I have been looking into a wide range of potential avenues for future growth. All will require real vision, and serious capital. The vision is probably the easier part, but the contacts I have made in the past few days have given me many ideas to bolster our limited finances. I have explored some of the issues surrounding expansion of Future Stars such as buying land (looking at what is available in Kibera), water and electricity supplies, and the permissions and paperwork required. I have also investigated the option of creating a Chaffinch office here in Kenya, which would make any significant project much easier as we would have a government registration number, a bank account, and a permanent Kenyan address. Also something I have looked into before – the possibility of bringing Chaffinch volunteers to Future Stars. Again, through my networking, potential has arisen.

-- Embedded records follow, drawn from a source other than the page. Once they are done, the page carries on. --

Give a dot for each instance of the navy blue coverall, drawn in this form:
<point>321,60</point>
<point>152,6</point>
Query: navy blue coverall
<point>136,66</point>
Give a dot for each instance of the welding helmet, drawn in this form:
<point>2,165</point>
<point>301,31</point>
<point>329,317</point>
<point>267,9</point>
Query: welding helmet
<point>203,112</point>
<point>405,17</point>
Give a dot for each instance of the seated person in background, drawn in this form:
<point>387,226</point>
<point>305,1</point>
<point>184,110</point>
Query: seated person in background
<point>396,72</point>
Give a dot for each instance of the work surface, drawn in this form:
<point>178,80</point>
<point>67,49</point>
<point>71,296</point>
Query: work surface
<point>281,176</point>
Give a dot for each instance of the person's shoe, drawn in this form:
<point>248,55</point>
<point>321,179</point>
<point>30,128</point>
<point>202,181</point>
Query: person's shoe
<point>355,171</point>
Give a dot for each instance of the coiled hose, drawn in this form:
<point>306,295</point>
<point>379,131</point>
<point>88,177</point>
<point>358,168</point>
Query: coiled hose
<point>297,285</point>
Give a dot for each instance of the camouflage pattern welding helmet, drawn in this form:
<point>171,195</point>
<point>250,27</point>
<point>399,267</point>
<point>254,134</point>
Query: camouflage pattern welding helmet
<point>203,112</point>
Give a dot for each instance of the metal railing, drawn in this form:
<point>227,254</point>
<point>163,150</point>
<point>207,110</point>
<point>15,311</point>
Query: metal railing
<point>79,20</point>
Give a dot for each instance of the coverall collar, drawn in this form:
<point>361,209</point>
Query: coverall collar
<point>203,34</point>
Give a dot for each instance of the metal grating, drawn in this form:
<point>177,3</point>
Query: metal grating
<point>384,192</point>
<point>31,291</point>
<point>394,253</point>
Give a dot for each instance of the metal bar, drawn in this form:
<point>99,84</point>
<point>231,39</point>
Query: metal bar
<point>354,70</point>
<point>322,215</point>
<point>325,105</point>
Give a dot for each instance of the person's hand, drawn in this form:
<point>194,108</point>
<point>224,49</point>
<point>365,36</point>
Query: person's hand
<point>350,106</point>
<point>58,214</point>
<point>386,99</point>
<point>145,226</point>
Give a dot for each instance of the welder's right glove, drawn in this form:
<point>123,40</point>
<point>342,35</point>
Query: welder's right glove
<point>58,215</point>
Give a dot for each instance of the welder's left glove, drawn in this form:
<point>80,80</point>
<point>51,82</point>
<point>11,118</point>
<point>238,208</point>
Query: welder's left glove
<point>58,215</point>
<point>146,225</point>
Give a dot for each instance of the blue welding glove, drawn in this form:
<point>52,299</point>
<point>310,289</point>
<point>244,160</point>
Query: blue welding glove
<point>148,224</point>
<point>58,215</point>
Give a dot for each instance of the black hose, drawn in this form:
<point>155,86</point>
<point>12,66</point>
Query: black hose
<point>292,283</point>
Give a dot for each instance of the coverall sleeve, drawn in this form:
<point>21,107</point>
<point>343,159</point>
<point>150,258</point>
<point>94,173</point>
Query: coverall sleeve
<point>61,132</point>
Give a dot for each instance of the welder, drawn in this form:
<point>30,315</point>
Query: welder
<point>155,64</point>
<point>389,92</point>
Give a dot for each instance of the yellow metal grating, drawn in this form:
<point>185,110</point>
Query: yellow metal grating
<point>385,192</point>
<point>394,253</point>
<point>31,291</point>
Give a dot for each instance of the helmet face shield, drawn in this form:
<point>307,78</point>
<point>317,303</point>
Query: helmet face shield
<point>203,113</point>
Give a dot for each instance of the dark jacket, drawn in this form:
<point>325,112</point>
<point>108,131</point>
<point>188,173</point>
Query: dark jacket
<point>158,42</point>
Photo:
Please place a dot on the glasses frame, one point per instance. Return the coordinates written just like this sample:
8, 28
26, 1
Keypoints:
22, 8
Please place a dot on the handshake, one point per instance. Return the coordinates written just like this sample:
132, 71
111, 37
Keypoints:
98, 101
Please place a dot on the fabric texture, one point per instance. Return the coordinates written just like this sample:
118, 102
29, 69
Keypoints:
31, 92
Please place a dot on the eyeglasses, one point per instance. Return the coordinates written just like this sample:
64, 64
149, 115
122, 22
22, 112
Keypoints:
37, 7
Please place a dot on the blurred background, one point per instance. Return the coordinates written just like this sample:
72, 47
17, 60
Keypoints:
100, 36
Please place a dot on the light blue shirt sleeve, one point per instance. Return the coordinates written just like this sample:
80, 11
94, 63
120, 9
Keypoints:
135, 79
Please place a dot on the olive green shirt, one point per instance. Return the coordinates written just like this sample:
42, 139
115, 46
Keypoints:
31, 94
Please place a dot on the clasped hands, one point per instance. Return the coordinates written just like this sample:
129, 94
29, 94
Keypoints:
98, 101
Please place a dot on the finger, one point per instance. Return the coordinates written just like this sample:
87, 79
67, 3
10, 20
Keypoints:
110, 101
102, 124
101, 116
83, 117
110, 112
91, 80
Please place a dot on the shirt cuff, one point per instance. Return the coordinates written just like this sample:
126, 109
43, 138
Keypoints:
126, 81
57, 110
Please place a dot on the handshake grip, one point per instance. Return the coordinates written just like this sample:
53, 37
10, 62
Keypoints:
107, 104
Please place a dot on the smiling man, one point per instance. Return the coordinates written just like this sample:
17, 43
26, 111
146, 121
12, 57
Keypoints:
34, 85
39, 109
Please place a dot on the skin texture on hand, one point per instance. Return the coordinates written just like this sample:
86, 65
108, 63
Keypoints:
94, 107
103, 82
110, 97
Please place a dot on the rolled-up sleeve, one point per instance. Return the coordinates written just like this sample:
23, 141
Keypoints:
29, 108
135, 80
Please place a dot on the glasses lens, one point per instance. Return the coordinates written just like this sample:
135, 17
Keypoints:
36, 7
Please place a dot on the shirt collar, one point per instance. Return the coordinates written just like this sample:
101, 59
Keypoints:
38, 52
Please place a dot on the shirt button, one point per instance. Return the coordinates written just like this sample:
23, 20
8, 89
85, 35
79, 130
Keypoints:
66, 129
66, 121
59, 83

The main concern of that particular project is providing a reliable, fulfilling and, more than anything else, safe, opportunity for people to get involved here ‘on the ground’. 

With all the ideas flying around, there is still much work to be done to determine what is currently realistic. We do need to dream big if we are to make an impact, but there is also importance in realising the extent of the challenges. I am certainly not willing to take unnecessary risks.  Everything that Chaffinch does must keep in mind our supporters. I am aware that there are those giving money when they do not have a lot to spare. I am honoured to be trusted in that way and do not take lightly the responsibility of using that money in the most effective way possible. 

So, once back in Nairobi there are many more avenues to investigate, places to visit, people to talk to. I am extremely limited with regards to how much time I have but I will do my best to complete as much as possible. 

This trip to Kenya has ignited a real fire in my heart. I really feel the opportunity to make a difference here, and seeing the possibilities is just awesome. I feel so happy and so alive.  Tonight I went for a drink with Simon who has had to cancel our dinner plans for tomorrow. Hearing him talk…well, he has so much passion. It is truly inspirational. He falls in with my own view that money is simply a means by which to do the important things. And what is important is not to leave a large figure in a bank account, but to leave your footprints on the world. To make someone smile is worth a whole lot more than the piece of plastic you slot into the ATM. 

On Tuesday I am travelling north, to Malindi and Watamu, with Simon, to investigate potential business opportunities. I’m not going to say too much here and now, partly because it’s not coherent in my own mind yet. However, I feel an incredible pull along a path that leads me deeper into my African life.  England is my birthplace and home to the people I love most in the world. But it is here, in Africa, where my heart truly resides. 

I will be asking God for guidance in my decisions. It would be of so much comfort if I also knew others were praying for my future and the future of Chaffinch.  God called me to Africa for a reason. Oftentimes our path is only revealed one step at a time and we do not understand why we are walking the road that we are. However, faith is taking the next step even when you don’t have the map or a sight of your destination. I know that, if this is God’s chosen path for me, then it is right to keep walking.

Anyway, tomorrow is back to a more active, less reflective, format. I have purchased a further 300 sweets in preparation for another village visit. There’s also a women’s project in the mangroves to explore, plus the solely-for-fun trip to the reef for snorkelling. Thrown in is a bit of a Kenyan history lesson in the slave caves of Shimoni.

In ending this entry, I should probably conclude by saying that, despite the general message of the post, it’s not all been so cerebral. There was the 90 minutes I spent outside Nakumatt repeating the phrases ‘This Is Africa’ and ‘Hakuna Matata’ as I waited for electrical power to return to the store so I could do my shopping. Or the ‘got to laugh or I’ll cry’ moment when I woke up this morning absolutely covered in mosquito bites thanks to a monkey who broke my mosquito net.

Once again, until tomorrow, lala salama na Mungu akubariki marafiki wangu.